This paper proposes a convolution structure for learning SE(3)-equivariant features from 3D point clouds. It can be viewed as an equivariant version of kernel point convolutions (KPConv), a widely used convolution form to process point cloud data. Compared with existing equivariant networks, our design is simple, lightweight, fast, and easy to be integrated with existing task-specific point cloud learning pipelines. We achieve these desirable properties by combining group convolutions and quotient representations. More specifically, we discretize SO(3) to finite groups for their simplicity while using SO(2) as the stabilizer subgroup to form spherical quotient feature fields to save computations. We also propose a permutation layer to recover SO(3) features from spherical features to preserve the capacity to distinguish rotations. Experiments show that our method achieves comparable or superior performance in various tasks while consuming much less memory and running faster than existing work. The proposed method can foster the adoption of equivariant feature learning in practical applications based on point clouds and inspire future developments of equivariant feature learning for real-world applications.

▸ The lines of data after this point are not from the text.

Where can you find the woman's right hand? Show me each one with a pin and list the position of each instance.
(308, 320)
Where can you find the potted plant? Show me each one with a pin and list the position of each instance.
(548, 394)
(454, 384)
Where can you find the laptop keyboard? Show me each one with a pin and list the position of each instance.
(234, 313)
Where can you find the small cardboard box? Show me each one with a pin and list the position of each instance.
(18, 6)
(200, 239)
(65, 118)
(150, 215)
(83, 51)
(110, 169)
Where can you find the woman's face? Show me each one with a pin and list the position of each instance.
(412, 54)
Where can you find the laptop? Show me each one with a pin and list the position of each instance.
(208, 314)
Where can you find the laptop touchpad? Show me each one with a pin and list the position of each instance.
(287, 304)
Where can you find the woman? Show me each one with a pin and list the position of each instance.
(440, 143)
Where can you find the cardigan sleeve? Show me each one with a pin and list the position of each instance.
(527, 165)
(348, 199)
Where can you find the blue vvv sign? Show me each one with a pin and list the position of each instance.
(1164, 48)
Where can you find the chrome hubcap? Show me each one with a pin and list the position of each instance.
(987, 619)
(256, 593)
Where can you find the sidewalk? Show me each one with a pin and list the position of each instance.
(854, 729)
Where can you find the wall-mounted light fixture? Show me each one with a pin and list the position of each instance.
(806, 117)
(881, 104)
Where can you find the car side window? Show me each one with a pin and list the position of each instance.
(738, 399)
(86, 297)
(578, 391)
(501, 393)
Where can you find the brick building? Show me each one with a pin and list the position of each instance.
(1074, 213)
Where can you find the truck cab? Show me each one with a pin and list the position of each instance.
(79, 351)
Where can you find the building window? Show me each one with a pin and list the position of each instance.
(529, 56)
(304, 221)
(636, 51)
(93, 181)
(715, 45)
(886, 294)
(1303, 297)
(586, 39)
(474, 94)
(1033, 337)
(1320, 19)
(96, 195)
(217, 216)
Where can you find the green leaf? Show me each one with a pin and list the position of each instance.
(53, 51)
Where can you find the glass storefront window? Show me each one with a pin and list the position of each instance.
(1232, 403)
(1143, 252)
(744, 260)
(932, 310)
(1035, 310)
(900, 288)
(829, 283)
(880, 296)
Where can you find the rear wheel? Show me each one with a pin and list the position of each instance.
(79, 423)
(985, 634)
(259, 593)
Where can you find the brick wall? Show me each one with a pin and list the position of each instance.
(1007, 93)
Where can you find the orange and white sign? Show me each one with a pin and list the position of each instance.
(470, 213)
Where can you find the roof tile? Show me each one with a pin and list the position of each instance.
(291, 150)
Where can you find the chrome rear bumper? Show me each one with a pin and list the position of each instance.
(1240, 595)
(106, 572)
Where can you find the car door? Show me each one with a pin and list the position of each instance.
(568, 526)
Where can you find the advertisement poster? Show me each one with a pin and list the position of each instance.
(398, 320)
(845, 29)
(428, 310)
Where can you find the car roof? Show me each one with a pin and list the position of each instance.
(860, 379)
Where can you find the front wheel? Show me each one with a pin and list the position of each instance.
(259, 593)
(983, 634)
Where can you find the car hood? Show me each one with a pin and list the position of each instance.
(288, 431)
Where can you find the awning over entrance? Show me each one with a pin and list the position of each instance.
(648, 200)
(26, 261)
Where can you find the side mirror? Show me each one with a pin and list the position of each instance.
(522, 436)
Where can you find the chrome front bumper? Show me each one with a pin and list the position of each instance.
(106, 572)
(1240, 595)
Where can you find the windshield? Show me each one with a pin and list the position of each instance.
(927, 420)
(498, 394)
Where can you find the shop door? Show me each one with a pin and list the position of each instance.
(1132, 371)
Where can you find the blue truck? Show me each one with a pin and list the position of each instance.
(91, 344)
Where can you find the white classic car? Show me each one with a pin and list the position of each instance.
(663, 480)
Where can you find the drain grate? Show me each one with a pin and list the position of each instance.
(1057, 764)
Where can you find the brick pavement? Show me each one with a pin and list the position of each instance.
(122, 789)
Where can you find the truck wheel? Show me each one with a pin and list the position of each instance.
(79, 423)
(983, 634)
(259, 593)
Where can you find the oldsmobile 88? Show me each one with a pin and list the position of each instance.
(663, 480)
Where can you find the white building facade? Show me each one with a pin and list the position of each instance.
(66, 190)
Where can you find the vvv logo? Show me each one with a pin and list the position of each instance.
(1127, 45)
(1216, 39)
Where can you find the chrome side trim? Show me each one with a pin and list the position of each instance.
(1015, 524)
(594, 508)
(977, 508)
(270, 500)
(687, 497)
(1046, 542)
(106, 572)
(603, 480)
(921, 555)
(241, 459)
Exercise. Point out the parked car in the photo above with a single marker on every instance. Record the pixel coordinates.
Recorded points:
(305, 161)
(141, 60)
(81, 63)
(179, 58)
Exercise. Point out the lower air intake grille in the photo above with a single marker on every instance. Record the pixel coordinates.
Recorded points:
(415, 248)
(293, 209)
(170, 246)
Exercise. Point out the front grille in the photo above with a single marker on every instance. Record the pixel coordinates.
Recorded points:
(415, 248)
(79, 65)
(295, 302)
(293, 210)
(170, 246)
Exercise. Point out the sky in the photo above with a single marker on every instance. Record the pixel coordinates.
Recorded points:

翻译：本文建议了从 3D 点云中学习 SE(3) 等离异特性的演进结构。 它可以被看作用于处理点云数据的一种广泛使用的演进形式( KPConv) 内点变异( KPConv) 的变异版本。 与现有的等异网络相比, 我们的设计简单、 轻量、 快速、 容易与现有任务特定点云学习管道结合。 我们通过组合变异和商数表达方式实现这些理想特性。 更具体地说, 我们将SO(3) 分解为限制组, 以简单为目的, 同时使用 SO(2) 作为稳定器分组, 形成球点点点点点点点点数特性域以保存计算。 我们还建议一个变异层, 将SO(3) 特性从球状特性中恢复出来, 以保持辨别旋转的能力。 实验表明, 我们的方法在各种任务中取得了相似或优异性性, 同时消耗的记忆和运行速度要快得多。 拟议的方法可以促进在基于点点云的实用应用中采用等异特性学习方法, 并激励未来在现实应用中进行等异特性学习。